Sieger wird eine Combo um die ukrainische Sängerin Ruslana, die in einem musikalischen Sketch eindrucksvoll demonstriert, wie es aussehen würde, wenn Iron Maiden und Dschingis Khan gemeinsam gegen einen Schwarm Hornissen kämpften, schreibt Stefan Behr. Und die Süddeutsche äußert den schrecklichen Verdacht, dass halb Europa mittlerweile von Dieter Bohlen produziert wird.

Auf der Sonnenseite

Die königliche Hochzeit kostet das dänische Volk rund 20 Millionen Euro. Mary und Frederik bekommen unter anderem fünf Autos, Luxusyacht und Rennpferd für den Start ins Eheleben. Die Bitte des Verbandes der Obdachlosen um die Reste des Hochzeitsdinners wurde abschlägig beschieden: Die Portionen seien genau abgezählt, so der Hof. Da bleibe nichts übrig. Na dann – gibt es wenigstens schönes Wetter im Staate Dänemark.

Amüsant!

Und das ganz unerwartet! Schon allein der Gesichtsausdruck von Daniel Küblböck beim Anblick seiner neuen Nachbarn war es wert, die Auftaktsendung von IBES – HMHR (Hm. Ob sich dieses Kürzel durchsetzen wird?) anzuschauen. Doch, doch!
Der blonde Naturbursche Carlo Tränhardt lässt sich fürs Feuermachen feiern – bis herauskommt, das er heimlich ein handelsübliches BIC benutzt hat.
Costa Cordalis (der es in 25 Jahren nicht geschafft hat, mir die damals erbetene Autogrammkarte zuzusenden, aber das nur nebenbei) mimt den furchtlosen Macher und stimmt bei der ersten Dschungelprüfung schamlos für sich selbst (“Ich bin stolz, dass ich gewählt wurde”).

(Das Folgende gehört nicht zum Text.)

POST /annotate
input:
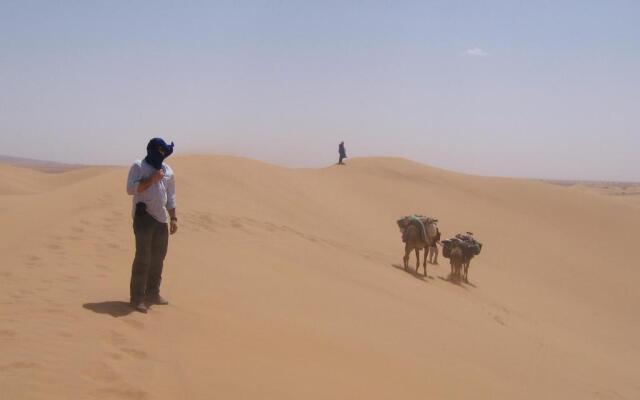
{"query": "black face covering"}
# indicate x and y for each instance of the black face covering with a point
(157, 151)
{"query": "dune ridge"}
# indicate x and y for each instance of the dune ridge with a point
(287, 283)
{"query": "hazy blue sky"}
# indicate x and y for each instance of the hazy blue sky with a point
(531, 88)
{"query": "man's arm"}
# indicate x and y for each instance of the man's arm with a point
(171, 204)
(137, 184)
(145, 183)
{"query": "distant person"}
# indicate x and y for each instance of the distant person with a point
(342, 152)
(152, 185)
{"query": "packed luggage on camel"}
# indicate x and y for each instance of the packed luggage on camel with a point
(460, 249)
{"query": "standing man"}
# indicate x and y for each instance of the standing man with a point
(152, 185)
(342, 152)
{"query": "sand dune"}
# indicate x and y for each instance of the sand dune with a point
(287, 283)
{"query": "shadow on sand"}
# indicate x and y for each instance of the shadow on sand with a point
(411, 271)
(114, 308)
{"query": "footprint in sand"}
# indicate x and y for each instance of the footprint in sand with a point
(19, 365)
(499, 320)
(124, 392)
(134, 324)
(101, 372)
(7, 333)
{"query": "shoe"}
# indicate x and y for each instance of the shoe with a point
(157, 300)
(139, 306)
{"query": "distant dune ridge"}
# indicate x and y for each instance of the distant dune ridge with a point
(288, 283)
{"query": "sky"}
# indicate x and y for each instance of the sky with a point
(541, 89)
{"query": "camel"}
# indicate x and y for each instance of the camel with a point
(432, 251)
(462, 249)
(418, 233)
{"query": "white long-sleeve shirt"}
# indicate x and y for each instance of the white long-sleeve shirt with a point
(158, 197)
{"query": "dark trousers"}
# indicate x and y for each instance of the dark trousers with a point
(152, 239)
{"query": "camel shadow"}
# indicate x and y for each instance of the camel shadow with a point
(114, 308)
(412, 272)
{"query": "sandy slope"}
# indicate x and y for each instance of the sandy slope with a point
(286, 284)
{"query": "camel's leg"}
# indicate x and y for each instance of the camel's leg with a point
(466, 270)
(426, 254)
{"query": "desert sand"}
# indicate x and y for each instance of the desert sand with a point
(286, 284)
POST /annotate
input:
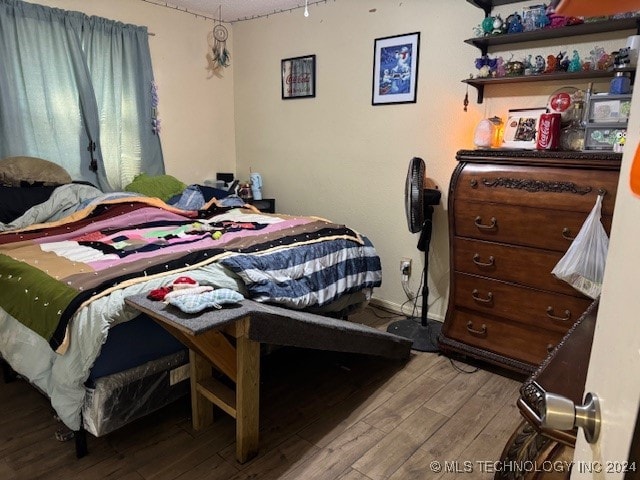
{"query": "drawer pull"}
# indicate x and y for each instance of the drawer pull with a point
(567, 315)
(482, 226)
(476, 296)
(482, 331)
(476, 260)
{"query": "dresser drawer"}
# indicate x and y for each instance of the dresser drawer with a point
(536, 308)
(552, 187)
(522, 265)
(526, 344)
(529, 226)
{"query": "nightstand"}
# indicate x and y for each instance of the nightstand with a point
(266, 205)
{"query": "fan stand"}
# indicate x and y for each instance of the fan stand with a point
(425, 332)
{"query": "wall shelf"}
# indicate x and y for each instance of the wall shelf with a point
(487, 5)
(483, 43)
(479, 83)
(589, 28)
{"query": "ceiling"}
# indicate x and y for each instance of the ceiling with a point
(236, 10)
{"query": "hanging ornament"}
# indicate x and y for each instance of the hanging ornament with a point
(221, 57)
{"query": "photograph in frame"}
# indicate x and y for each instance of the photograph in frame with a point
(395, 69)
(521, 128)
(298, 77)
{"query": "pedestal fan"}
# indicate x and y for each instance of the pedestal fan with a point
(419, 203)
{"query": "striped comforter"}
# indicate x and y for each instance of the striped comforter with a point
(49, 271)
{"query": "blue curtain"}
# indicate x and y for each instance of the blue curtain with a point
(67, 80)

Wie durch ein Wunder sind die an der nachfolgenden Prüfung beteiligten Schlangen später, als unser Held den anderen von seinem Abenteuer erzählt, um ein Vielfaches gewachsen. (“Soooo groß waren die!”) Boah, Boa!
Derweil bahnt sich bereits unterschwellig der erste Konflikt zwischen der verwöhnten Susan Stahnke (“Wie – selber kochen?”) und der Busch-Funktionärin Lisa Fitz (“Wir brauchen einen gemeinsamen Schlachtruf. Wie wärs mit Hakuna Matata?”) an: “Also, i schloag die SSusssannn für d erste Dschungelprüfung vor. Mir andern hoam uns alle scho oabracht.”
Nett auch, wie Caroline Beil während Küblböcks Lagerfeuer-Gitarrensolo (“Oh Daaarling, DAAAARLING, stahaaand by miii”) unauffällig aufsteht und, Geschäftigkeit vortäuschend, die Szenerie verlässt.
Werner Böhm schließlich, mit dem Job als Camp-Leiter leicht überfordert (“Leute, jetzt reißt euch zusammen. Bitte!”) kriegt permanent von RTL aufs Dach und verschont weder die Mitgereisten noch die Daheimgebliebenen mit dem Anblick seiner Brustwarzen.

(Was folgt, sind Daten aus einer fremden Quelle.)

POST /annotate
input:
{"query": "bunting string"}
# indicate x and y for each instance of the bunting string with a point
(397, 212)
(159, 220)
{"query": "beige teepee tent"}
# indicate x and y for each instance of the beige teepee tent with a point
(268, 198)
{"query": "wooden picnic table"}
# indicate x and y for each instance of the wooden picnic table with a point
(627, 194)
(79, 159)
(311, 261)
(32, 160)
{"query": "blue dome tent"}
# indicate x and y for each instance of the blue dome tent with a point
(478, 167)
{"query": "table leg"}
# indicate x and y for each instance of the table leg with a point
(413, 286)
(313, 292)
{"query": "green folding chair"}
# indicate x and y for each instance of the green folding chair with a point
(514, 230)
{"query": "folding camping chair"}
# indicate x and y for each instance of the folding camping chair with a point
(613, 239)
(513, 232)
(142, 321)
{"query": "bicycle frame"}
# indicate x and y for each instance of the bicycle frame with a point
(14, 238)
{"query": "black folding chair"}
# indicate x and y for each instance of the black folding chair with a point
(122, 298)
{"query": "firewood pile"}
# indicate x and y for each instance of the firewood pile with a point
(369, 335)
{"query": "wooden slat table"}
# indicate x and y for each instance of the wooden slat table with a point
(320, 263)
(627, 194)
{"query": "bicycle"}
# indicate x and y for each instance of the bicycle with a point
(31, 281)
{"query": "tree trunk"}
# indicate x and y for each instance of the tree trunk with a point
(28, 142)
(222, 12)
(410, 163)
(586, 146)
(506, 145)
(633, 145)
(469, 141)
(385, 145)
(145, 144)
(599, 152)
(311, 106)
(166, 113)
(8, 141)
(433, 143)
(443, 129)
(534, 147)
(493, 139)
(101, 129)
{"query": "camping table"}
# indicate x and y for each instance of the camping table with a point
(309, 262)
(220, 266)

Man wird sie mit anderen Augen sehen, diese “Stars”, danach. Manche. Manche auch nicht.

And now for something completely different

Man mag es ja kaum glauben (vor allem, da es einen beim Surfen dieser Tage anspringt wie der bärtige Zwerg aus dem Monty-Phytonschen Wüstenloch, nur dass er nicht “Jehova” ruft, sondern “Blogawards, Blogawards!”), aber: Es gibt noch andere Themen!

Wie wärs zur Abwechslung mal mit einem Blick auf den ältesten Penis der Welt? 425 Millionen Jahre alt und angeblich noch gut erhalten, was man ja von manchen zeitgenössischen Exemplaren nicht unbedingt behaupten kann.
Die Nachricht, die mich persönlich aber viel mehr enttäuscht, ist diese: Der Truthahn, den Bush an Thanksgiving in die Kamera hielt, war nicht echt. Nur Deko. Überraschen dürfte das, wenn ichs recht bedenke, eigentlich nicht. Ob korrekte Präsidentenwahl oder offizielle Krieggründe, bei George W. Bush ist scheinbar alles nur Deko.